Fisher’s research experience goes back to when she was an undergraduate student in the 1980s. “I did a commerce degree here at McMaster University. In my third and fourth years, I worked with the professors on papers.” After graduating, she worked as an accountant but hated it. “So I went back to graduate school and kept doing research.” Fisher earned graduate degrees in engineering as well as architecture and urban planning, and she worked as an environmental consultant for many years. Her first experience with the School of Nursing came when she joined a research team as a statistician on a CIHR-funded project led by Dr. Ploeg and Dr. Markle-Reid in 2014.

Fisher teaches nursing students about research and statistics, works as the statistical analyst for the Aging, Community and Health Research Unit (ACHRU), and acts as a statistician with other researchers on various projects.  
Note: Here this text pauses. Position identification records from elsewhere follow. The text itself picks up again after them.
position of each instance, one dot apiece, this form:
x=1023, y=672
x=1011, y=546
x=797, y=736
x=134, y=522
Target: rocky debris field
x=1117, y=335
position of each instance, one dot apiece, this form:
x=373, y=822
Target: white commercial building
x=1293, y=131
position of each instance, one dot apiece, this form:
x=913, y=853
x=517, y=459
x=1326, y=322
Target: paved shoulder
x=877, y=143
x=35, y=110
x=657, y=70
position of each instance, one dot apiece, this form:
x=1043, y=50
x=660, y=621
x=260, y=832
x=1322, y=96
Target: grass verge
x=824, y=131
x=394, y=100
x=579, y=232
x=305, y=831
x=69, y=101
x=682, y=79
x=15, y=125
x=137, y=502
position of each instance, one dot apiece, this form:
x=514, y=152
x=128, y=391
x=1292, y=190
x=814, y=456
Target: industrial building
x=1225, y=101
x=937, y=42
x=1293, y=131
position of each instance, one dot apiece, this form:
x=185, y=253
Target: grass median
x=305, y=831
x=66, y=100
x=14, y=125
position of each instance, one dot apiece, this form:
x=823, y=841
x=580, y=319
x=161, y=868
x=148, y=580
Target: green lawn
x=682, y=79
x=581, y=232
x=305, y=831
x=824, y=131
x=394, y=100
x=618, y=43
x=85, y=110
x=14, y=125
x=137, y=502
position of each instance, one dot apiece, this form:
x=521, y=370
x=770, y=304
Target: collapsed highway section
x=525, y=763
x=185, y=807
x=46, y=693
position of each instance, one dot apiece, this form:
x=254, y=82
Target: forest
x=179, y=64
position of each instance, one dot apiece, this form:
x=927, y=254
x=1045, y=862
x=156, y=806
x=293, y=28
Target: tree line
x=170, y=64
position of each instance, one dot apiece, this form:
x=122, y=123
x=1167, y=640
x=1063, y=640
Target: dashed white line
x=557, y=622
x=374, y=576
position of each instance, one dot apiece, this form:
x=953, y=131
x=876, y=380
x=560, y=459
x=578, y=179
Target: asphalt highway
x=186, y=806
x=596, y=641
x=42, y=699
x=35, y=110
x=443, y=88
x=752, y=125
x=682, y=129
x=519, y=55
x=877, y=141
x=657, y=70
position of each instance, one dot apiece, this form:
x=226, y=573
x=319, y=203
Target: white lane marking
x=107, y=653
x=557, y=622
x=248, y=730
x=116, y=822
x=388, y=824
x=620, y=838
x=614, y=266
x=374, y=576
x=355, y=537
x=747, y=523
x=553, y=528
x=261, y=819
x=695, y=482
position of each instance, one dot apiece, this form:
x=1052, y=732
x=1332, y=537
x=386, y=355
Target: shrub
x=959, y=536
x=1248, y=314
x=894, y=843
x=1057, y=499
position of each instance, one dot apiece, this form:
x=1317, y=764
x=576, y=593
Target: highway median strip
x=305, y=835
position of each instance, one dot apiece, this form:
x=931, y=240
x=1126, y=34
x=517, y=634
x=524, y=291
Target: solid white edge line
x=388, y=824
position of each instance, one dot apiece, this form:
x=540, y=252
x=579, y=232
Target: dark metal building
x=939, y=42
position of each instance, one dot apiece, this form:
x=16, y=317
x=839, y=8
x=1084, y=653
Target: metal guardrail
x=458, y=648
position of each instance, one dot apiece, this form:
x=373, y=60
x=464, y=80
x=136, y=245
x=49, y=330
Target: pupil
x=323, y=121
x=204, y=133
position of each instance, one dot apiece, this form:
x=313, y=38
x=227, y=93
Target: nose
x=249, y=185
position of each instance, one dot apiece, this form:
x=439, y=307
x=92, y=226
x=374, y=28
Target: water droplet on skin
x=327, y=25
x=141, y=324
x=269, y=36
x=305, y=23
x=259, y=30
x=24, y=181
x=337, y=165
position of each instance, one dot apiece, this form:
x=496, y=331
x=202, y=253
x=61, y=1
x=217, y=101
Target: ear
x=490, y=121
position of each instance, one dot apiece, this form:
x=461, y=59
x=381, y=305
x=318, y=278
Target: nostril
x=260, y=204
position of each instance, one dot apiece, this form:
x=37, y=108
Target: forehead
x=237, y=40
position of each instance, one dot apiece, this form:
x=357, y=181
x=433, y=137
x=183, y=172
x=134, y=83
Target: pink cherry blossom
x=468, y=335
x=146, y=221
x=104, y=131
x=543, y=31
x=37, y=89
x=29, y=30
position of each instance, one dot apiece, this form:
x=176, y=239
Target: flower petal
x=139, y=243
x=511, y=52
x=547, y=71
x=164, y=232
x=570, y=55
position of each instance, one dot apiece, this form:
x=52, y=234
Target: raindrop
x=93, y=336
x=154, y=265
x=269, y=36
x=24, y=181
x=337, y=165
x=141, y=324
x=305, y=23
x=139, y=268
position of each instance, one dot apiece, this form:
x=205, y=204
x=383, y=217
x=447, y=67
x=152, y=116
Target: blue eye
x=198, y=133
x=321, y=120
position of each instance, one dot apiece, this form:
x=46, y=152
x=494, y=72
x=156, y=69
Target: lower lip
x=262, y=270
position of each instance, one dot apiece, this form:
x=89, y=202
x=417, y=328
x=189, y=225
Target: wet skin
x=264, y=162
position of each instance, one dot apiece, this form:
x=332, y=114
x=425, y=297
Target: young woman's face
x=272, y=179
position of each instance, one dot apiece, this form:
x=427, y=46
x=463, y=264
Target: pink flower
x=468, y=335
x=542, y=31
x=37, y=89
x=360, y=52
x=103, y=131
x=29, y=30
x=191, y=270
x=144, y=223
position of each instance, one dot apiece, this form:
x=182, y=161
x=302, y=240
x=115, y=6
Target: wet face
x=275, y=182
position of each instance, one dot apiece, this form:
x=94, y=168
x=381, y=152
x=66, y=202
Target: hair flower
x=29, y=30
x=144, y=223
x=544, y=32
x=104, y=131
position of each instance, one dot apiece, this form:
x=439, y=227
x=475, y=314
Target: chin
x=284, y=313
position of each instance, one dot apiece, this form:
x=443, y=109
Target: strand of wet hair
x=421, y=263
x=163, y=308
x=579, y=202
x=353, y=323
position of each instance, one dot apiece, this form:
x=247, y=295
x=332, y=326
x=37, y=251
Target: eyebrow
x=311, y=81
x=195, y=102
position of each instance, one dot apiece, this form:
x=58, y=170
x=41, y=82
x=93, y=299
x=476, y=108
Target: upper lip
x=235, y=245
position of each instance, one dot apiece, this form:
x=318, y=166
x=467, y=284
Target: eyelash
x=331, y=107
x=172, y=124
She leads her own research projects as well. In 2017 she received a CIHR grant to study mental health and people with chronic conditions. The project title was: Disability Associated with Multimorbidity and Mental Health Conditions: A Cross-sectional Analysis of Population-Based Data. Her collaborators were: L. Griffith, A. Gruneir, J. Ploeg, and M. Markle-Reid. (For more information about the project, see this publication: PLoS One.  

For this project, she says, the researchers used data from the Canadian Longitudinal Study on Aging. “We examined people who had multiple chronic conditions, comparing those who did and did not have mental health conditions. We were trying to understand if having a mental health condition like depression or anxiety had an impact on physical functionality in people with multiple chronic conditions. We found there was a differential impact. Since our study, there has been other research corroborating these findings. Next steps are to understand why mental health has this differential impact. We don’t really know the answer to that yet. It’s important, because mental health conditions are underdiagnosed and undertreated, and if someone has a physical health condition, we often don’t consider mental health conditions. More attention to mental health conditions could be quite important to a range of patient behaviours and outcomes. “Our healthcare system is still very single-disease oriented, although this is slowly changing,” Fisher says.    

Currently, Fisher is leading a new project, “Exploring Associations between Environmental Exposures, Biological Indicators and Chronic Disease.” This is funded by Health Canada. Her co-investigators are Dr. Lauren Griffith (HEI, McMaster University) and Dr. Errol Thompson (Health Canada).

For budding researchers, Fisher offers the following advice: “Seize every opportunity to work with rigorous people. If they’re better than you, then you’ll learn from them. If it’s graduate school, go to the best school you can and work with the best person in the department. Don’t ever stop learning. Innovation comes from learning and doing new things.”